17. Растертые страданием бэконовские тела подвисают в душной безвоздушности, препятствующей распространению запахов гниения. Ну да, кубы, линии горизонта, черные квадраты окон и дверей, принципиально минималистская мебель прозекторской.
Плоть, начавшая путешествие в сторону распада, выпадает из мертвенного, статичного окружения точно так же, как вся окружающая топография контрастирует с человеческим-нечеловеческим мясом. Сила — в столкновении разных агрегатных состояний, в контрасте между болью и безмолвностью, безмолвием, по краям которого струятся плотные воздушные потоки, еще больше искажающие изображение.
18. Если русские (или, к примеру, немецкие) композиторы, как правило, “прозаики”, то Бриттен, безусловно, поэт. Достаточно посмотреть на список его произведений, в котором порядковые номера присущи только скрипичным квартетам (всего три) и виолончельным сюитам (тоже три). Единица измерения творческого времени Прокофьева и Шостаковича — симфонии, перемежающиеся эпическими операми и балетами — крупноформатными эпосами.
У Бриттена ритм творческой жизни задают оперы, которые правильнее всего было бы уподобить поэмам (они чаще и основываются на поэтических источниках, а даже если используют в качестве либретто адаптации прозы, то инструментуются небольшие повести и рассказы — “Поворот винта”, “Смерть в Венеции”).

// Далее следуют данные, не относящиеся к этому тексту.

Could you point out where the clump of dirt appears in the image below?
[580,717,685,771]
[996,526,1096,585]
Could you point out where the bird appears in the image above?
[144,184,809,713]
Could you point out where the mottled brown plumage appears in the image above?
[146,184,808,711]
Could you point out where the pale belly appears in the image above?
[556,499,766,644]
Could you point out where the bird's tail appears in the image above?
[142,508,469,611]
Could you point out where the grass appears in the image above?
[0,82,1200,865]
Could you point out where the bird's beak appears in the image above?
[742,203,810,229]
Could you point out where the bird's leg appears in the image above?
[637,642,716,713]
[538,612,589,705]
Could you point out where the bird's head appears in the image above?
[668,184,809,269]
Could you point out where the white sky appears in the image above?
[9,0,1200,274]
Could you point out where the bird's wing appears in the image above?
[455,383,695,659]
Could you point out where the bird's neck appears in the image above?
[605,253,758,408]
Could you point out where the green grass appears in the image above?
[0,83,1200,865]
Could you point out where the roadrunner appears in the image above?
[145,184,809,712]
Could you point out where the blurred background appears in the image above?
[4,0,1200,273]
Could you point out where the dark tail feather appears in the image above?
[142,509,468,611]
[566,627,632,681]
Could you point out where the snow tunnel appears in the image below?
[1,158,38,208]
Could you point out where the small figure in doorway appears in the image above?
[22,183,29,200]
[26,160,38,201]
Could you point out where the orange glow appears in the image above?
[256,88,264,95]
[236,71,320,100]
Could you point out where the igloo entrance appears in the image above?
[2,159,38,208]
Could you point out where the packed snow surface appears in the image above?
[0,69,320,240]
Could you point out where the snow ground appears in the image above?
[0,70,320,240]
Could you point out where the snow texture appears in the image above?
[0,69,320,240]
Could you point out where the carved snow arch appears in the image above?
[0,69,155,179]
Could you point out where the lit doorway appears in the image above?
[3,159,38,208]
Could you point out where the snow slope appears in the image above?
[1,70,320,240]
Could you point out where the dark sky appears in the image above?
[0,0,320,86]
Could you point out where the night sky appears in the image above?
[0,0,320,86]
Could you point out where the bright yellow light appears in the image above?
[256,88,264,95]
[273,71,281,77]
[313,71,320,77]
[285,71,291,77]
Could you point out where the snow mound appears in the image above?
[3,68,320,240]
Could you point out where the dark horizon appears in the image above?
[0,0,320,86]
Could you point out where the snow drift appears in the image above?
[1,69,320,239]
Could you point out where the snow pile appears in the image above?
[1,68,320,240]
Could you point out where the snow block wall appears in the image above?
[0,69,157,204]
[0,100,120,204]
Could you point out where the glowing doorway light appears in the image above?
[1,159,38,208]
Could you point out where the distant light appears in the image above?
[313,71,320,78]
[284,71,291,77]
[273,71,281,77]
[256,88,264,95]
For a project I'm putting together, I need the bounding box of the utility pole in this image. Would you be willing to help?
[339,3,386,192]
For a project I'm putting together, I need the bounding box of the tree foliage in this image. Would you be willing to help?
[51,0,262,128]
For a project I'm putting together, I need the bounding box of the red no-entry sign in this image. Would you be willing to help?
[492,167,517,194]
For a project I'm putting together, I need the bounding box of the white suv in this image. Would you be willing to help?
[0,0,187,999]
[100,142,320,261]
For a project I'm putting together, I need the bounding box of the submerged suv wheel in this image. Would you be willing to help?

Значит, вокальные циклы, хоры и песни, оратории, кантаты и антемы легко уподобляются поэтическим циклам, отдельным лирическим “сборникам”, которые и создают промежутки и протяженности между операми-поэмами, операми-вехами.
19. Асимметричность, смещенность смыслового центра, свойственная музыке Бенджамина Бриттена, отражается и в реестре опусов, где симфоний всего несколько и каждая из них лишена порядкового номера, но зато имеет свое особое название.
“Простая” (для струнного оркестра), “Весенняя” (для солистов, смешанного хора, хора мальчиков и оркестра), “Виолончельная” (для виолончели и оркестра) или же попросту “Симфониетта”.
Сольных концертов (для скрипки и оркестра, фортепиано и оркестра, виолончели и оркестра) тоже всего несколько, системы на уровне формальных рифм не построишь, здесь важны внутренние лейтмотивные переклички, ну да, как в мобиле каком.
20. Но даже внутри оперного списка нет и не может быть единства: все они словно бы надерганы из разных сфер.
Об этой особенности пишет Людмила Ковнацкая в книге “Бенджамин Бриттен” (М., “Советский композитор”, 1974, стр. 327): “Каждая из них словно продолжает какую-либо традицию мирового оперного искусства, опирается на классические образцы или соприкасается с современными исканиями в этом жанре. Так, если „Питер Граймс” представляет собой реалистическую музыкальную драму, то „Альберт Херринг” примыкает к линии „Фальстафа” — „Джанни Скикки” (но, естественно, с усилением национального колорита, в комическом жанре всегда ярче проявляющегося), „Поворот винта” ближе к экспрессионистской драме, а „Поругание Лукреции” перекликается с оперой-ораторией Стравинского „Царь Эдип””.